ボクもこれの意味は理解していないが、手の甲には深い傷痕が残されている。しかし、アンダルドがこれに反応を見せたということは、この傷はボクの不思議な涙と、貴族に関係することなのだろう。
「……すまないことをした。今回のことは、非礼を詫びよう。褒賞金も払う。罪については全て白紙にする」
「ま、マジすか……」
急に態度が変わった……やっぱり、この傷には何かが隠されている? もしかしたら、ここに不思議な涙の真意が隠されているのか?
いくら考えようが、やっぱり分からない。ルーシアの記憶を覗いても何も分からないのだから、今は考えないでおくのがいいのだろうか。

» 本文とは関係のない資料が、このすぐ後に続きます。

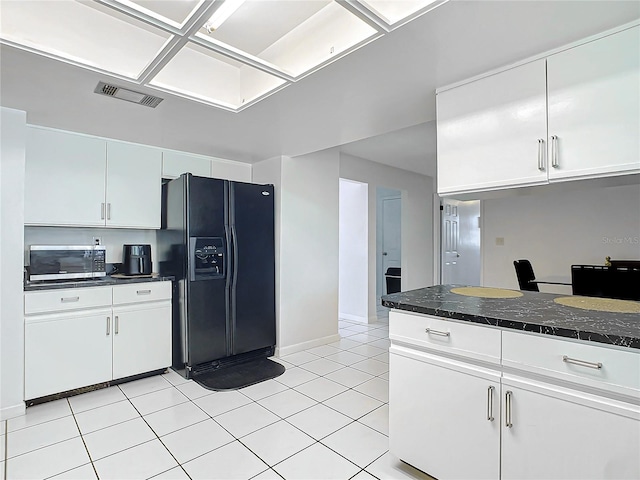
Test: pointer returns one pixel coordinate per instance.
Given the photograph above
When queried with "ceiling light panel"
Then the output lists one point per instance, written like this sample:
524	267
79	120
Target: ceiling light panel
294	36
173	12
84	33
201	74
394	11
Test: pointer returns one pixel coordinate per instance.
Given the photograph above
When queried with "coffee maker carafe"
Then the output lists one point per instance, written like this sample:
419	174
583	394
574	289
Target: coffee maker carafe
136	259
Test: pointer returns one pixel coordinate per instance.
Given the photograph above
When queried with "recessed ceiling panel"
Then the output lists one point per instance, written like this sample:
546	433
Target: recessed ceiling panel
393	11
200	73
173	12
295	36
86	33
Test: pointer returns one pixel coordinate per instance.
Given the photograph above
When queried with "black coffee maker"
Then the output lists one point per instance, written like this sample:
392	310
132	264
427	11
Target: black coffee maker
136	259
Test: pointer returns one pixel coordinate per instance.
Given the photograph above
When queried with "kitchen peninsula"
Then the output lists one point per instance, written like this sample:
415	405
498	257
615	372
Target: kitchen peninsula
494	383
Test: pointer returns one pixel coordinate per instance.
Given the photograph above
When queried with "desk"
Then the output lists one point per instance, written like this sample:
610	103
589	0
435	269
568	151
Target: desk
553	280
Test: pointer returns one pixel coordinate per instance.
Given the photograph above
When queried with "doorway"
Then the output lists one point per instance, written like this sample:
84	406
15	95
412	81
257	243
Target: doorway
460	242
388	235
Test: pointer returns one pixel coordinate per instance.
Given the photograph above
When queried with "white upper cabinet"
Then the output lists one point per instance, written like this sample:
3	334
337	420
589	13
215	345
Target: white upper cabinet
490	131
64	179
78	180
594	107
175	164
572	115
133	186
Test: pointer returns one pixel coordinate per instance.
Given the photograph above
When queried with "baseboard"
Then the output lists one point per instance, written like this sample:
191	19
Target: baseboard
13	411
298	347
353	318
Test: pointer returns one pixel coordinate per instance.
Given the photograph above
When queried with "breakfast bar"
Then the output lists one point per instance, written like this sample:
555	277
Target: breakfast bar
500	384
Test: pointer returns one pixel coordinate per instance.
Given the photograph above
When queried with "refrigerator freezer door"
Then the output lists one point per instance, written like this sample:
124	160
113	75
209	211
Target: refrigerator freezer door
207	305
251	219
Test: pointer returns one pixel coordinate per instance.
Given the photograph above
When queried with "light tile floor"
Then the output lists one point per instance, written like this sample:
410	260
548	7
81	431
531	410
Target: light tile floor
325	418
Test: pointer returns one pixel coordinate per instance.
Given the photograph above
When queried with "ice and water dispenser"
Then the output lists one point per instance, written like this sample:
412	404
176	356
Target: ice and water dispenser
207	256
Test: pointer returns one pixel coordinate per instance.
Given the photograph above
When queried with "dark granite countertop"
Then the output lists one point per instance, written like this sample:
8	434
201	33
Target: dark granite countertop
533	312
98	282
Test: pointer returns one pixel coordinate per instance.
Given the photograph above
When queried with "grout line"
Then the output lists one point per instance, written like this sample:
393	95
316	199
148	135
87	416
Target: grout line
158	437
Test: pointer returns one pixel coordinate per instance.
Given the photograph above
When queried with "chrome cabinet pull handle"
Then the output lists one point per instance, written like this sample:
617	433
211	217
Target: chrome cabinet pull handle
437	332
555	163
490	403
582	363
541	154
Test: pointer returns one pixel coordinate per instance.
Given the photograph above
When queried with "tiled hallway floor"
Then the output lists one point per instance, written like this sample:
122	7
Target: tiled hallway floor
326	417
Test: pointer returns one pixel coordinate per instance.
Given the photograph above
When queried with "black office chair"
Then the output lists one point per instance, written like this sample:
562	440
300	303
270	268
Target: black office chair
524	272
618	281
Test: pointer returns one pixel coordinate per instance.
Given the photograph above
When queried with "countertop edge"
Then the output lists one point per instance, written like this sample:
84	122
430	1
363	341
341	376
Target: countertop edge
106	282
608	339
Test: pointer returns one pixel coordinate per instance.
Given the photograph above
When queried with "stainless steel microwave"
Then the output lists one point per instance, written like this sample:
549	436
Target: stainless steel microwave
61	262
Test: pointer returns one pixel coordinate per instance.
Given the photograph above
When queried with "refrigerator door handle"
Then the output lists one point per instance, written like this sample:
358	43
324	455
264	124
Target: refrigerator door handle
234	282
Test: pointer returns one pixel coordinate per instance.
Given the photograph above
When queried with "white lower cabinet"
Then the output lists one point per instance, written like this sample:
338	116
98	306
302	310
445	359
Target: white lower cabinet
66	351
141	339
445	416
543	415
77	338
558	433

「この度のこと、貴殿には悪い事をした。後日、この謝礼も併せて褒奨金を払わさせてもらう。付け加え、貴殿の今回の容疑の発端となった噂について、こちらの方で事実無根の嘘であると広めておく」
「……そりゃ、願ったり叶ったりですが。あの、どうしていきなりそんなに態度が?」
「……そのうち知る機会がある。今私の口から話すことではない」
何それ、ゲームの重要な秘密だけ教えてくれないキャラかよ。すっげー気になるじゃん。
でも、アンダルドが言うんだ。アルミリアも知らなさそうだし、今は聞かないでおくとしよう。
「では、私はこれで退散させてもらう。貴殿のこれからの活躍、期待している」
「はい。では」
アンダルドは馬車に乗り、学園を発った。
やっぱり、この傷痕……気になる。